O lado solidário do cérebro

Pode ser um carinho, um corte, uma cara de nojo ou uma decisão errada. Pelo jeito, o cérebro de quem observa seus semelhantes fazendo ou sentindo algo nunca sai incólume da experiência. De acordo com vários estudos recentes, quando você vê alguém ser tocado, sentir dor, comer e não gostar ou apertar o botão errado, o seu cérebro, caro leitor, reage quase como se todas essas coisas estivessem acontecendo também com você.

Essa reação solidária do cérebro pode ser a base neurocientífica da empatia , conforme sugerem vários cientistas. Afinal, se regiões do cérebro que nos fazem ficar aflitos de dor também entram em ação ao vermos alguém se machucar, como não ficar incomodado face à dor alheia? Ajudado por essas ’sensações solidárias’ automáticas — porque basta olhar o vizinho para que elas aconteçam –, o cérebro nem precisaria recorrer a pensamentos elaborados para notar que seu vizinho pode estar perturbado.

Justamente por serem automáticas, aliás, essas sensações solidárias poderiam explicar por que a gente quase sente na própria pele o arrepio causado por uma tarântula subindo pelo braço de alguém, e até quando acha que é de mentirinha o bicho que passeia pelo peito do James Bond.

De acordo com um estudo franco-italiano-holandês publicado em abril na revista Neuron , observar uma pessoa ser tocada nas pernas não causa ativação das regiões do cérebro que representam diretamente as pernas — ou quem olha sentiria as próprias pernas serem tocadas. Mas a região que junta esses toques com a visão do corpo e seus movimentos, e portanto ajuda a criar a imagem do “este é o meu corpo”, esta sim é ativada tanto ao se ter as pernas tocadas quanto ao se ver um toque em pernas alheias.

Em tempo: infelizmente, os autores não puderam acompanhar as reações do cérebro ao ver a tal da tarântula passeando pelo James Bond. É que seria preciso compará-las com as reações do cérebro ao sentir tarântulas passeando pelo próprio corpo, o que requereria voluntários muito, mas muito corajosos, e também um tanto tolos para acreditarem — sem se mexer! — que “a aranha é mansinha, pode confiar”…

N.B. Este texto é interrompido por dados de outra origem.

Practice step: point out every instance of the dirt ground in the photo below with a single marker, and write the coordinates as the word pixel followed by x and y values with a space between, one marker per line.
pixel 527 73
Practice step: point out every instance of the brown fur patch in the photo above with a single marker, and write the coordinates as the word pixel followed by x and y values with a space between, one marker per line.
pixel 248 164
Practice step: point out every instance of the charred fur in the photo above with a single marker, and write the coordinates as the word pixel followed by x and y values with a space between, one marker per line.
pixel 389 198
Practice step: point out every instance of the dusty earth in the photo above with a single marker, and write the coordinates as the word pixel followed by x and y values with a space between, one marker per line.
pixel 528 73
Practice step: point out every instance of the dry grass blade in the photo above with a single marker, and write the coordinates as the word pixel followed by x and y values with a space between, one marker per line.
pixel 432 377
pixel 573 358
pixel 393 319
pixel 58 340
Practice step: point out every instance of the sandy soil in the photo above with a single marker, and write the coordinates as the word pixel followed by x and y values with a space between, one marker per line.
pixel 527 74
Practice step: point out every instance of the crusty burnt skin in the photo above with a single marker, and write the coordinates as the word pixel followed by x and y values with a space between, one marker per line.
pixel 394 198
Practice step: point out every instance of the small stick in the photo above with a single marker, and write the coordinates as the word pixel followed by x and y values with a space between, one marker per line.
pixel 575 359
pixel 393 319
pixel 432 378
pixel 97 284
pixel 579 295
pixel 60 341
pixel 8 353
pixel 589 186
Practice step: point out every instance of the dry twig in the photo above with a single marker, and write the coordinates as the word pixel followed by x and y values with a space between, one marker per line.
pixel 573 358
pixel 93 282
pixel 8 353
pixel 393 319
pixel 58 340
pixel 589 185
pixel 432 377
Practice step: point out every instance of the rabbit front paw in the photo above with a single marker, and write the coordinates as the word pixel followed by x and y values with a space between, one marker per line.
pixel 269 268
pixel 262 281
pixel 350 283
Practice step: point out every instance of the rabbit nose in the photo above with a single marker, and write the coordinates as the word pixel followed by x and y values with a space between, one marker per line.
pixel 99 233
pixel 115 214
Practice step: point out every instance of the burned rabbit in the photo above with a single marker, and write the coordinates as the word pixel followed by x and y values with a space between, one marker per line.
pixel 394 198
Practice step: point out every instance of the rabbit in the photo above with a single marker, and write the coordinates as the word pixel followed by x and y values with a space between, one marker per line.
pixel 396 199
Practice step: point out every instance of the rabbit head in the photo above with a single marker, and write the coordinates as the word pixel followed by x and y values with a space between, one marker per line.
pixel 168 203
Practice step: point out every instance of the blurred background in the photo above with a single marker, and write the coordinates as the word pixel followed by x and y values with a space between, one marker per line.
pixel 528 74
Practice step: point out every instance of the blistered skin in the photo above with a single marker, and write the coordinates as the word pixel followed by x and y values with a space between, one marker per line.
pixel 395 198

Embora a sensação solidária permita ao cérebro intuir facilmente o que os outros sentem, os pesquisadores, liderados pelo italiano Vittorio Gallese, não acreditam que essa tenha sido sua função original. Para o grupo, a empatia talvez seja uma capacidade não-planejada de um sistema que combina visão e tato para antecipar a sensação de ser tocado. O mesmo valeria para os sistemas que respondem à visão de movimentos alheios, que poderiam permitir o entendimento das intenções dos outros.

Ainda que a função original fosse outra, o princípio de ativar as mesmas regiões do cérebro quando se sente ou se faz, ou se vê alguém sentir ou fazer, também pode ter outra utilidade: o aprendizado por observação. Já é sabido que ver alguém fazer cara de nojo ativa regiões no cérebro que registram nosso próprio desgosto. Se você vir alguém comer e não gostar, portanto, seu cérebro já começa a desgostar daquela comida por antecipação. O que é muito útil, aliás: tirando adultos frescos e crianças em geral, se alguém torce o nariz ao comer, é porque o prato não deve mesmo ser recomendável.

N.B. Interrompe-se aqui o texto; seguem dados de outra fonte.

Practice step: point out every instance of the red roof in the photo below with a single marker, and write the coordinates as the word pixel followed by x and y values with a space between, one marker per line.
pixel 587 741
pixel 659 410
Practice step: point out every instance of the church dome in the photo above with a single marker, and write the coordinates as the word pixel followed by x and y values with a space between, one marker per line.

Mas registrar os erros dos outros também é algo que o cérebro faz automaticamente, segundo estudo publicado na revista Nature Neuroscience em maio. Não importa se você mesmo aperta o botão ou vê quietinho outra pessoa fazer o mesmo: se o resultado é inesperado, e principalmente se é um erro, nosso detector-de-incongruências embutido no córtex cingulado anterior, na face interna de cada metade do cérebro, dá o alarme. O melhor é que, graças à reação solidária do cingulado anterior, quando chegar a sua vez de escolher qual botão apertar, você não precisará mais fazer tudo de novo: seu cérebro já errou antes, junto com o pobre do boi-de-piranha.

O único problema disso tudo é que, como as respostas solidárias do cérebro são automáticas, fica impossível deixar de sofrer junto com o coitado da vez no programa de perguntas-e-respostas. Se ele erra, o seu cingulado anterior erra junto. Se começa a sofrer, o seu cérebro sofre também. Não é à toa que a gente continua assistindo assim mesmo, e ainda se perguntando por quê: é que se eles ganham, o bobo do cérebro deve achar que ganhou também…

Fonte: HT vanSchie, RB Mars, MGH Coles, and H Bekkering. Modulation of activity in medial frontal and motor cortices during error observation. Nature Neuroscience 7 (5):549-554, 2004.

C Keyser, B Wicker, V Gazzola, JL Anton, L Fogassi, and V Gallese. A touching sight: SII/PV activation during the observation and experience of touch. Neuron 42:335-346, 2004.